Find the quotient and remainder when $P(x)=2x^4+3x^3-x^2+5x-6$ is divided by $x^2+x-2$.

Quotient= $2x^2+x+2$
Remainder= $5x-2$

If yes, then...

When $x=-1$,

P(-1)=-13
D(-1)=-2
Q(-1)=3
R(-1)=-7

(-13)/(-2)
=6 remain 1
≠3 remain -7

When $x=0$,

P(0)=-6
D(0)=-2
Q(0)=2
R(0)=-2

(-6)/(-2)
=3 remain 0
≠2 remain -2

When $x= 1$,

P(1)=3
D(1)=0
Q(1)=5
R(1)=3

(3)/(0)
=undefined
≠5 remain 3

When $x=2$,

P(2)=56
D(2)=4
Q(2)=12
R(2)=8

(56)/(4)
=14 remain 0
≠12 remain 8

Why???

2. Find the quotient and remainder when P(x)=2x^4+3x^3-x^2+5x-6 is divided by x^2+x-2.

Quotient=2x^2+x+2
Remainder=5x-2

yes

When x=0,

P(0)=-6
D(0)=-2
Q(0)=2
R(0)=-2

(-6)/(-2)
=3 remain 0
≠2 remain -2
But these are equal. Think about what you mean when you say "2 remain -2". You mean $2+ \frac {-2}{-2}$. This is the same as 3.

=6 remain 1
≠3 remain -7
6 remain 1 is wrong. $6 * (-2) + 1 = -11 \not = -13$.
It should be 6 remain -1 or 7 remain 1, both of which are the same as 3 remain -7.

When x= 1,

P(1)=3
D(1)=0
Q(1)=5
R(1)=3

(3)/(0)
=undefined
≠5 remain 3
You have here $\frac {3}{0} = \frac {3}{0} +5$. It is entirely understandable to find this weird, but when you deal with infinities you get this kind of stuff.

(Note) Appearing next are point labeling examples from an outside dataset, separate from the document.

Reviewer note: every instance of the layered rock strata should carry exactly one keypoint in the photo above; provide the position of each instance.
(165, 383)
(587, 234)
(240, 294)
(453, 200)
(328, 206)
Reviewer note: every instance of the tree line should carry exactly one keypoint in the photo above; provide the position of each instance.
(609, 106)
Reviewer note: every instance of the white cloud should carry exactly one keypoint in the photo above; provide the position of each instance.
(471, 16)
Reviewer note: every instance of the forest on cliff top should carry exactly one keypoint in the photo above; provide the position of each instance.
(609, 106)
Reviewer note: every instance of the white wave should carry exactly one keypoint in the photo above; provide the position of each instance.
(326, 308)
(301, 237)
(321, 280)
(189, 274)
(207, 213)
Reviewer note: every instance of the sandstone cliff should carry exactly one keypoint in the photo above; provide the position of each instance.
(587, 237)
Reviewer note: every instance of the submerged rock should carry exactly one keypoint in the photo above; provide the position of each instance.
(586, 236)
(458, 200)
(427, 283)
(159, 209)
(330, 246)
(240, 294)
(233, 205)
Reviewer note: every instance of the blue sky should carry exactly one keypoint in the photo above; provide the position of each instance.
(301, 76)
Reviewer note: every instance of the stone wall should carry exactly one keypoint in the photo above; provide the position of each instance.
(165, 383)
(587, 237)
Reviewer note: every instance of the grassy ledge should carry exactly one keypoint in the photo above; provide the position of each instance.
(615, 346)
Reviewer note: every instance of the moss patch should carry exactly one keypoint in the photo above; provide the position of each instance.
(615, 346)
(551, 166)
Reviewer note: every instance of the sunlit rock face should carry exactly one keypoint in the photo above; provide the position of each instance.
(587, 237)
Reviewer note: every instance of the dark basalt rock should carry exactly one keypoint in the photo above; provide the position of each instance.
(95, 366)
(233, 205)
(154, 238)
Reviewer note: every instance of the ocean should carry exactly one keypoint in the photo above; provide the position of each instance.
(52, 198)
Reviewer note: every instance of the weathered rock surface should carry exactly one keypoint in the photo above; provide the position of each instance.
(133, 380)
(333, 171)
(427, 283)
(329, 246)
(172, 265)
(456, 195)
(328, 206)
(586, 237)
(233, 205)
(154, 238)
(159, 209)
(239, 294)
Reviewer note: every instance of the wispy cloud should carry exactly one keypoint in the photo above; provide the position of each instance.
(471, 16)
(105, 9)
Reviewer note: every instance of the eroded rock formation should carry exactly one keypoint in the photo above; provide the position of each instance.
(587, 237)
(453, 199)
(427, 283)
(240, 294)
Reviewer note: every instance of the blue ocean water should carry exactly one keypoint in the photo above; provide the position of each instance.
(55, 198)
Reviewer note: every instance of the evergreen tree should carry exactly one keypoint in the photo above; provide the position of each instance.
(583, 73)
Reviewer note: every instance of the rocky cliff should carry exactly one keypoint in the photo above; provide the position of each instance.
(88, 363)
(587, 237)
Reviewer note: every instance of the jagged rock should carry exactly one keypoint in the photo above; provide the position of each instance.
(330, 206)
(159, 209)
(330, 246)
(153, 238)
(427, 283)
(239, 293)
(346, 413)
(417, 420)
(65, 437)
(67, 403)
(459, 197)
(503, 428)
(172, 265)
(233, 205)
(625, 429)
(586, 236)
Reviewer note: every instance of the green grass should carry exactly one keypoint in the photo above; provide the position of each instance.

I think the main issue here is understanding what the quotient and remainder actually are. What you discovered at the very start was that
$
\frac {2x^4+3x^3-x^2+5x-6}{x^2+x-2} = 2x^2+x+2+\frac {5x-2}{x^2+x-2}$

This is not contradicted by any substitution for x although things get weird if the divisor is 0.

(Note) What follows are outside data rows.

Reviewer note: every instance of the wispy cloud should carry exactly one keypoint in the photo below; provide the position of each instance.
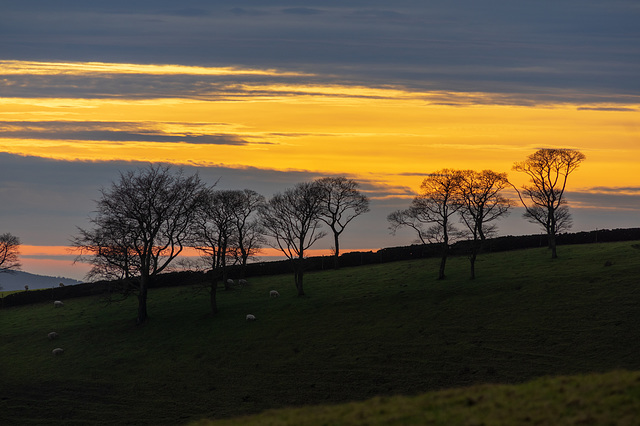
(108, 131)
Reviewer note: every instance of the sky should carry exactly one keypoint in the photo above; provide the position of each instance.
(265, 94)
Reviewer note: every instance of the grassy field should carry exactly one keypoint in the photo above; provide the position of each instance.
(373, 331)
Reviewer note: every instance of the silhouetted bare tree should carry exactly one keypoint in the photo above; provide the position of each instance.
(438, 200)
(248, 229)
(544, 201)
(482, 203)
(142, 223)
(292, 219)
(214, 234)
(341, 203)
(9, 252)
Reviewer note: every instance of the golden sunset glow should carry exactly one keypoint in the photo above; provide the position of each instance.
(381, 134)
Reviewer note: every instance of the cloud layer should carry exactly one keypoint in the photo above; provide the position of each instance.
(496, 46)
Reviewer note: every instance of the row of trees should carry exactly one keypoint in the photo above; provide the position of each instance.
(475, 197)
(144, 221)
(147, 219)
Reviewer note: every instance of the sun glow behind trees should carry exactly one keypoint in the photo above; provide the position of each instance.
(383, 133)
(387, 135)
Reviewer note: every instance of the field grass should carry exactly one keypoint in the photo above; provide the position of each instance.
(594, 399)
(372, 331)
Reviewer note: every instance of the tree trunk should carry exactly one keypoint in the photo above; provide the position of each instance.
(472, 259)
(212, 296)
(299, 273)
(336, 254)
(443, 260)
(142, 300)
(552, 245)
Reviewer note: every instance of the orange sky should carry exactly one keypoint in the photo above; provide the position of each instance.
(375, 133)
(386, 135)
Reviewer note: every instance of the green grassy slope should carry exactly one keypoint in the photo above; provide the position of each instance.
(594, 399)
(361, 332)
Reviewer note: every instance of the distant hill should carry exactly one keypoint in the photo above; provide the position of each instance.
(17, 281)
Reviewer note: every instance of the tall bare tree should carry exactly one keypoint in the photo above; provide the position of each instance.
(292, 220)
(248, 229)
(142, 223)
(9, 252)
(438, 200)
(548, 170)
(213, 236)
(341, 203)
(482, 204)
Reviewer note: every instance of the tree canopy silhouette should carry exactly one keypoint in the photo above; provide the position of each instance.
(142, 223)
(548, 170)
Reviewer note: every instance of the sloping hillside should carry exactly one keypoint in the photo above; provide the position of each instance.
(17, 281)
(380, 330)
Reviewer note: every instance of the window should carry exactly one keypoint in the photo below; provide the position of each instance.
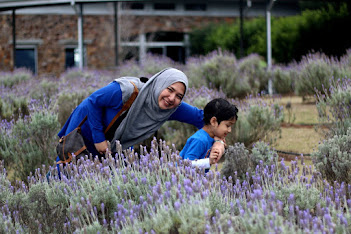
(71, 60)
(132, 6)
(195, 7)
(26, 57)
(72, 57)
(164, 6)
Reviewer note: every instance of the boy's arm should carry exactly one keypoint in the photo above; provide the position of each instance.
(193, 149)
(203, 163)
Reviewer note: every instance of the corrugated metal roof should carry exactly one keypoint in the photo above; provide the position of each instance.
(16, 4)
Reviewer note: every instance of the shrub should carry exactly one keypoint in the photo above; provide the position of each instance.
(219, 70)
(334, 108)
(333, 158)
(237, 162)
(282, 80)
(156, 191)
(29, 143)
(315, 73)
(254, 67)
(257, 120)
(263, 153)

3. Find the quotient and remainder when $P(x)=2x^4+3x^3-x^2+5x-6$ is divided by $x^2+x-2$.

Quotient= $2x^2+x+2$
Remainder= $5x-2$

If yes, then...

Let,
Quotient=Q(x)= $2x^2+x+2$
Remainder=R(x)= $5x-2$
Divisor=D(x)= $x^2+x-2$

When $x=-1$,

P(-1)=-13
D(-1)=-2
Q(-1)=3
R(-1)=-7

$\frac {P(-1)}{D(-1)}$
= $\frac {-13}{-2}$
=6 $\frac {1}{2}$
=6 remain 1
≠Q(-1) remain R(-1)
≠3 remain -7

When $x=0$,

P(0)=-6
D(0)=-2
Q(0)=2
R(0)=-2

$\frac {P(0)}{D(0)}$
= $\frac {-6}{-2}$
=3
=3 remain 0
≠Q(0) remain R(0)
≠2 remain -2

When $x= 1$,

P(1)=3
D(1)=0
Q(1)=5
R(1)=3

$\frac {P(1)}{D(1)}$
= $\frac {3}{0}$
=undefined
≠Q(1) remain R(1)
≠5 remain 3

When $x=2$,

P(2)=56
D(2)=4
Q(2)=12
R(2)=8

$\frac {P(2)}{D(2)}$
= $\frac {56}{4}$
=14
=14 remain 0
≠Q(2) remain R(2)
≠12 remain 8

Why???

I still don't understand what you talking about...

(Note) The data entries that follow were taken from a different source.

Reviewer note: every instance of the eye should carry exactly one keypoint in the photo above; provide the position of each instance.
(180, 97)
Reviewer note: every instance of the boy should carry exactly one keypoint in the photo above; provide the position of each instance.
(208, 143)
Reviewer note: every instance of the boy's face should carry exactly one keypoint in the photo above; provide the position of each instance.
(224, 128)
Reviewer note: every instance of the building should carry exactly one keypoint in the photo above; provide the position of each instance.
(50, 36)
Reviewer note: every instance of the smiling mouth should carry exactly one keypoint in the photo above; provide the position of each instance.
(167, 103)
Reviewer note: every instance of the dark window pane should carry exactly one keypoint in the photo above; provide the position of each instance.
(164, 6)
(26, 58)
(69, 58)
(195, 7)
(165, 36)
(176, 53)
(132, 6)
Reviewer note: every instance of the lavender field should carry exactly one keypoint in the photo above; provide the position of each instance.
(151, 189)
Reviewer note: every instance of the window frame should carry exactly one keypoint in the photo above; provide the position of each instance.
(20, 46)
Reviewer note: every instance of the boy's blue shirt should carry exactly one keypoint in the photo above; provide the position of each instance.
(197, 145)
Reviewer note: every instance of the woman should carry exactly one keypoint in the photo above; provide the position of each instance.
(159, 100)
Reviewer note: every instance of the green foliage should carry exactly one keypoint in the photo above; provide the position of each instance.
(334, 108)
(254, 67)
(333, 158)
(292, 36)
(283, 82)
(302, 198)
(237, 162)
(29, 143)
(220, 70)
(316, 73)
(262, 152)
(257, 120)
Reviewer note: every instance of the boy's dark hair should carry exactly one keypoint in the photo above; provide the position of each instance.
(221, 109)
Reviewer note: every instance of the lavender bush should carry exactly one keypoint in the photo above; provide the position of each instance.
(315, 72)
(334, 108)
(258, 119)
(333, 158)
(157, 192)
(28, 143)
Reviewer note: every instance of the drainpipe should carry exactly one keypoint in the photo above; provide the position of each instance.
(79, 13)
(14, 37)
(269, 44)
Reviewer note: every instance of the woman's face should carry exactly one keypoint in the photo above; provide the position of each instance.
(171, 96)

4. do you know polynomial long division or synthetic division? if this remainder theorem stuff is confusing you, maybe you should try that approach

5. I know this, but the long division like not correct sometimes just like the example I gave upside.

6. Originally Posted by SengNee
Find the quotient and remainder when $P(x)=2x^4+3x^3-x^2+5x-6$ is divided by $x^2+x-2$.

Quotient= $2x^2+x+2$
Remainder= $5x-2$

If yes, then...

Let,
Quotient=Q(x)= $2x^2+x+2$
Remainder=R(x)= $5x-2$
Divisor=D(x)= $x^2+x-2$

When $x=-1$,

P(-1)=-13
D(-1)=-2
Q(-1)=3
R(-1)=-7

$\frac {P(-1)}{D(-1)}$
= $\frac {-13}{-2}$
=6 $\frac {1}{2}$
=6 remain 1
≠Q(-1) remain R(-1)
≠3 remain -7
I think you are missing the main idea. What does the phrase "Q(-1) remain R(-1)" mean?

We need to know that
$P(x) = Q(x)D(x) + R(x)$
From this, as long as $D(x) \neq 0$
$\frac{P(-1)}{D(-1)} = Q(-1) + \frac{R(-1)}{D(-1)}$
Now you have already calculated $\frac{P(-1)}{D(-1)} = \frac{13}2$
so let us do the remaining,
$Q(-1) + \frac{R(-1)}{D(-1)} = 3 + \frac{-7}{-2} = \frac{6+7}{2} = \frac{13}{2}$

I still don't understand what you talking about...
I think none of us here are understanding what you are saying!

I know this, but the long division like not correct sometimes just like the example I gave upside.
This generally does not happen in maths. If a method is proven, then it will work ALWAYS!